(Please note: I am speaking from personal experience on the subject. I am not clergy or wife of a clergy. If you are and have anything to share on this subject, please comment below or message me and I will gladly add it here. Thanks!)
As an cradle Orthodox Christian, I never thought I needed a spiritual father outside of my parish priest or spiritual father.
I mean, I felt I was adult enough that I didn’t need one. I had my own father, right? I went to confession a few times a year from my own father confessor? And if I needed a little extra support, I call a friend, read a book, go shopping or exercise. It perked me right up.
But that didn’t help me understand to grow into my faith and Orthodoxy isn’t just for those who are Sunday churchgoers or semi annual churchgoers. It’s life.
My life was still very much of the world and I didn’t understand my faith.
Sure, there are nothing wrong with the above things. However, I was still living very much of the world and if you want to be Orthodox, you live in the world but not of the world. This can be complicated to understand because it is easy to take advantage of the abundance that’s available to us of the world especially when we are guided by our own instinct, desires, thoughts, needs and wants.
And when we let our thoughts guide us, of course we feel as if we can get by on our own. But there’s a difference in what we want and what Christ wants for us: gaining the self discipline to learn how to pray, learning a daily prayer rule, knowing when to to let Jesus take the wheel, learning to face reality, being cheerful, and how to live a quiet and ordinary life.
These are some attributes that you will learn once you declare a spiritual father. Having one does not mean you will be forced to live a meek, glum and boring life or you have to be sad all of the time. It’s quite the opposite. This year was the first I declared mine and felt myself growing spiritually and mentally in many ways I simply haven’t before. I have seen the church in a better light and have felt grateful for the waves of clarity that have continued to wash over me that has helped me understand my faith and my relationships better.
We can intimately get to know each other through our earthly relationships, but we can also intimately develop a relationship with Christ via prayer. Living intimately, from the depths of connection, we begin to feel for one another. We join in sorrow, and joy. Tears merge, until only one drop falls. It is how we come alive, together.
Anyone can have a spiritual father but it takes effort and a working relationship on both of your parts. Your priest wants to help you. A commitment to regular confession and obedience are two of the biggest hallmarks necessary to maintaining effort, improving your prayer and church life is next and the rest is God. As church, prayer, fasting and confession are all vital to being Orthodox, this is why having a spiritual father makes perfect sense to understanding the faith.
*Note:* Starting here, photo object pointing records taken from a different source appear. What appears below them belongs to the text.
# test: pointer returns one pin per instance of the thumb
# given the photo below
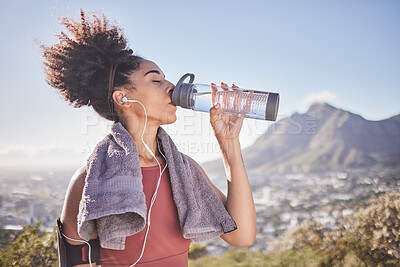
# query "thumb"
(215, 109)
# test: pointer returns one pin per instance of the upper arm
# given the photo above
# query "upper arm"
(221, 195)
(70, 210)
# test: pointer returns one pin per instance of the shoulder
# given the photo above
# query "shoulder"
(71, 205)
(73, 196)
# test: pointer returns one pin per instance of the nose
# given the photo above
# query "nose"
(170, 87)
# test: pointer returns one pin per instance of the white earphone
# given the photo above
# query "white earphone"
(124, 99)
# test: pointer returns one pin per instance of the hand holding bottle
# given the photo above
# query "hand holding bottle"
(225, 127)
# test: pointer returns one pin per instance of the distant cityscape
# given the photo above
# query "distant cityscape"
(283, 202)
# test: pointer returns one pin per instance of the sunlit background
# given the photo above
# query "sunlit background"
(342, 52)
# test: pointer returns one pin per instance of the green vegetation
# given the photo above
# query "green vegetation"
(31, 248)
(370, 237)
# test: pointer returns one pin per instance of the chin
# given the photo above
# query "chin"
(169, 118)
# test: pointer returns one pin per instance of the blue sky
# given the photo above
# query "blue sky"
(345, 52)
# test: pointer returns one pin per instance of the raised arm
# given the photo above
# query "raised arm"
(239, 201)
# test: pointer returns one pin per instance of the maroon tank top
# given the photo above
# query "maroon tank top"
(165, 244)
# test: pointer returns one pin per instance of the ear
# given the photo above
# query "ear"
(117, 98)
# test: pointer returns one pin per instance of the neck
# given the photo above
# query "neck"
(135, 129)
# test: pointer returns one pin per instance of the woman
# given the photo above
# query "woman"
(96, 68)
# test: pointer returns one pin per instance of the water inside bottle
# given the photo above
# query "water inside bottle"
(241, 103)
(238, 103)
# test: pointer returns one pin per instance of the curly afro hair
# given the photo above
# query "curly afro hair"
(80, 67)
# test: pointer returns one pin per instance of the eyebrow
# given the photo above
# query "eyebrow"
(153, 71)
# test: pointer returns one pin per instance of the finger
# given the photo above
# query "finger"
(225, 95)
(238, 98)
(224, 87)
(249, 100)
(215, 109)
(214, 90)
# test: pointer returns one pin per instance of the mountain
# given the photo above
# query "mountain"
(323, 138)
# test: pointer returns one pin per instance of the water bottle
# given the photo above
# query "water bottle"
(234, 101)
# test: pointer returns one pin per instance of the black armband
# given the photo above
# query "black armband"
(70, 255)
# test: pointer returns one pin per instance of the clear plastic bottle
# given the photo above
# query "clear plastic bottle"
(234, 101)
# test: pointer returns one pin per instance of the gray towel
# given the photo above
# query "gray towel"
(113, 201)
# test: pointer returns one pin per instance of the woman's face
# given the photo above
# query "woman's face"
(154, 92)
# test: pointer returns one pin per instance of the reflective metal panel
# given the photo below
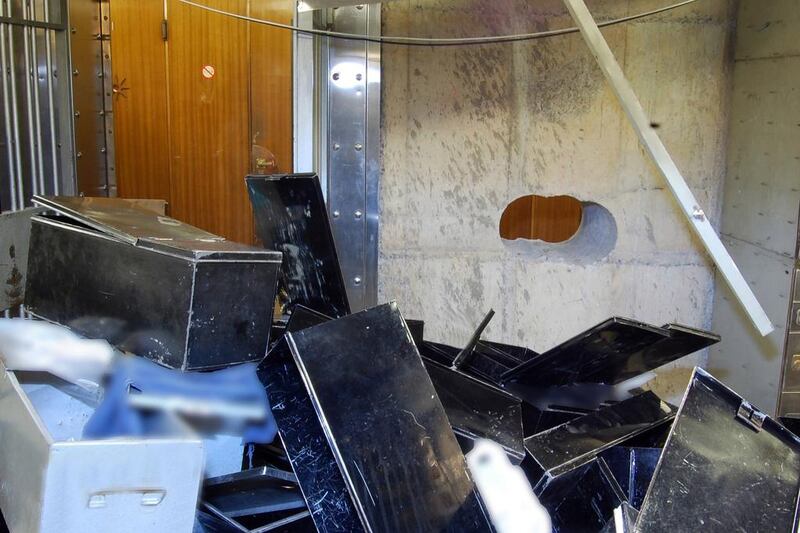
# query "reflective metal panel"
(633, 469)
(311, 458)
(124, 220)
(582, 500)
(477, 410)
(565, 447)
(609, 353)
(387, 429)
(725, 467)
How do I find a spiritual father?
Some can dive right in but others cannot. If you’re in the latter camp, this part is for you. Finding a spiritual father takes time. He may be your parish priest, he may not. Most parish priests will be honored if you declare them yours but that is not always the case. You find one by getting in the habit of regular confession with your parish priest. If you’re traveling, get the blessing of your spiritual father and let them know you will be away. Each priest has a similar but slightly different confession style. If one makes you feel more comfortable confessing to them, this is a good sign.
Also, get in the habit of introducing yourself and striking up a conversation with the clergy at parish events. Act polite and respectful every time. The more you do this, the more you get to build a relationship with them. This is key and will make the transition much easier and smoother for whoever you declare as your spiritual father.
What will be required of me?
That depends upon your confessions and needs. At the minimum, going to services and confession regularly as well as obedience.
Can my spiritual father be different from my father confessor?
Know his role and yours.
Spiritual fathers are shared – by many other spiritual children, their wives, their children and maybe even grandchildren. Be grateful and make the most of when you two get to talk, but also respect their time.
Can my spiritual father be a monk?
Yes, but it’s not absolutely necessary. Usually, most people seek out a priest because they too can give them more relateable advice in comparison to monks who detached themselves from our world.
However, there are some monks that have some wise insight to share on marriage. St John Chrysostom’s On Marriage and Family Life comes highly recommended for engaged couples and he never married.
Can I have a spiritual mother?
What’s so wrong with the world?
We are still living in the world and will never truly separate ourselves from everything of this world but the idea is to remove temptations that distracts us from church life.
Since Adam and Eve, our world is fallen. Our world wants to continually remind us that we don’t need God. In Orthodoxy, we are instructed to let ourselves die in this world so we can be alive to the heavenly kingdom. Heaven is not a guarantee simply because we think we’re good people. We work and strive through our prayer and fasting and attendance of church services and belief against all odds that we may prove ourselves to our Heavenly Father.